Le Real Madrid s'est incliné face à Man City 1-2 : trois points d'interrogation pour l'avenir.
Défaite 2-1 à Bernabéu, la Real Madrid est plongée dans la crise. L'avenir de l'entraîneur Xabi Alonso est désormais entre les mains de Florentino Pérez ; Rodrygo représente une lueur d'espoir, mais la qualification pour les quarts de finale de la Ligue des champions est compromise.
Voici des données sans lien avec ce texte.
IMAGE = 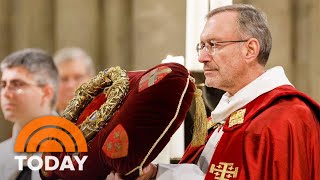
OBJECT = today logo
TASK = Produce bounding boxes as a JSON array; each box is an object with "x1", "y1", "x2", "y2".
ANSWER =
[{"x1": 14, "y1": 116, "x2": 88, "y2": 171}]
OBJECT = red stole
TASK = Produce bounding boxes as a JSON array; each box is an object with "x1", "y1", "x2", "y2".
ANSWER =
[{"x1": 205, "y1": 99, "x2": 255, "y2": 180}]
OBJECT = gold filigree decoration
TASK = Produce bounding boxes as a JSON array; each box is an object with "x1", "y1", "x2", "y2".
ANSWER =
[{"x1": 62, "y1": 66, "x2": 129, "y2": 142}]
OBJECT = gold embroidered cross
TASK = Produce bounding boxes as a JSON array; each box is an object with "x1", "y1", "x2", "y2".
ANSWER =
[
  {"x1": 209, "y1": 162, "x2": 238, "y2": 180},
  {"x1": 229, "y1": 109, "x2": 246, "y2": 128}
]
Le Real Madrid s'est incliné 2-1 face à Manchester City au Bernabéu en Ligue des Champions, après une défaite surprise contre le Celta Vigo qui aggrave sa crise. Ce match, considéré comme un test décisif pour l'avenir de l'entraîneur Xabi Alonso, s'est soldé par un véritable cauchemar, malgré l'ouverture du score rapide des Merengues par Rodrygo Goes. Deux buts encaissés coup sur coup avant la mi-temps, dont un penalty d'Erling Haaland, laissent le Real Madrid face à trois grandes interrogations pour la fin de saison.
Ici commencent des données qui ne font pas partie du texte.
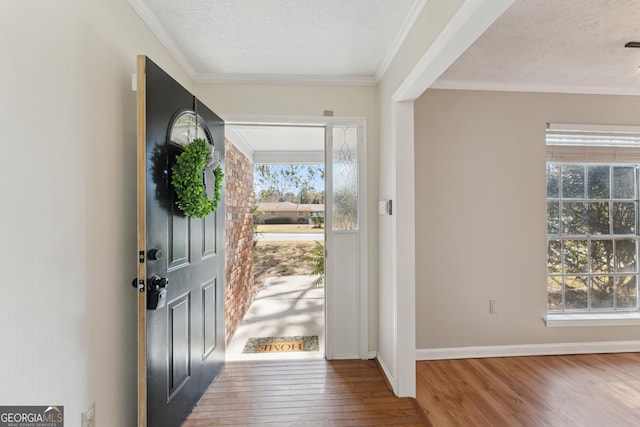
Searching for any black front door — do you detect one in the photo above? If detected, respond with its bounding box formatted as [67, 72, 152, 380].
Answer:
[138, 57, 224, 427]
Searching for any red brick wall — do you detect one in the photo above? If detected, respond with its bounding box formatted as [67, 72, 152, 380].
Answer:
[224, 140, 255, 343]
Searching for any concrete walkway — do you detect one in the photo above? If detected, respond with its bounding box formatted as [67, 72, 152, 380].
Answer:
[226, 276, 324, 360]
[256, 233, 324, 241]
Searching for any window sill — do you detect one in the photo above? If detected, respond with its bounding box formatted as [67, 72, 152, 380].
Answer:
[542, 312, 640, 328]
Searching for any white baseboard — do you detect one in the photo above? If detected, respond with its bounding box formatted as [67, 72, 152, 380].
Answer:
[375, 352, 398, 395]
[416, 341, 640, 360]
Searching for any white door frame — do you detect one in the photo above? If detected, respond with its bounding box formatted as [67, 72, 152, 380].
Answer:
[221, 115, 369, 359]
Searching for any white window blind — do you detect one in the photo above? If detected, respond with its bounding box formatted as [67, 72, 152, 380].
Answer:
[546, 123, 640, 163]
1) Décision concernant le poste d'entraîneur-chef : en attente du verdict de Florentino Perez.
Le sort de Xabi Alonso repose désormais entre les mains du président Florentino Pérez. Deux options s'offrent à lui : un sursis jusqu'à la trêve hivernale ou un remplacement immédiat par un entraîneur intérimaire comme Álvaro Arbeloa. Le Real Madrid est conscient du coût d'un changement en cours de saison, mais toute hésitation pourrait avoir de graves conséquences – raviver les sombres souvenirs de la saison 2018/19, où une ère a failli s'effondrer dès le départ.
Cependant, un limogeage ne règle pas le problème à la source. Comme en témoigne l'ambiance dans le vestiaire, le problème réside dans les egos et les dysfonctionnements structurels au sein de l'équipe. Quiconque prendra les rênes aujourd'hui devra relever un défi inégal si la gestion des joueurs vedettes et la satisfaction de leurs exigences restent un problème non résolu.
2) Rodrygo Goes : Une lueur d'espoir au bon endroit et au bon moment.
Dans ce tableau morose, Rodrygo a apporté une lueur d'espoir. De retour sur le flanc droit, il a livré sa meilleure prestation depuis mars : il a ouvert le score, mettant fin à une disette de buts, se créant cinq occasions franches et obtenant quatre coups francs – le meilleur total du match. Son audace et sa combativité ont démontré que, bien positionné et en confiance, Rodrygo demeure un atout stratégique précieux.

Le but de Rodrygo contre Manchester City était son quatrième face aux équipes entraînées par Pep Guardiola, un total seulement dépassé par Lionel Messi et Karim Benzema. Même s'il n'a pas permis d'arracher le match nul, le message était clair : Rodrygo a rappelé au Real Madrid que l'aile droite pouvait encore être décisive.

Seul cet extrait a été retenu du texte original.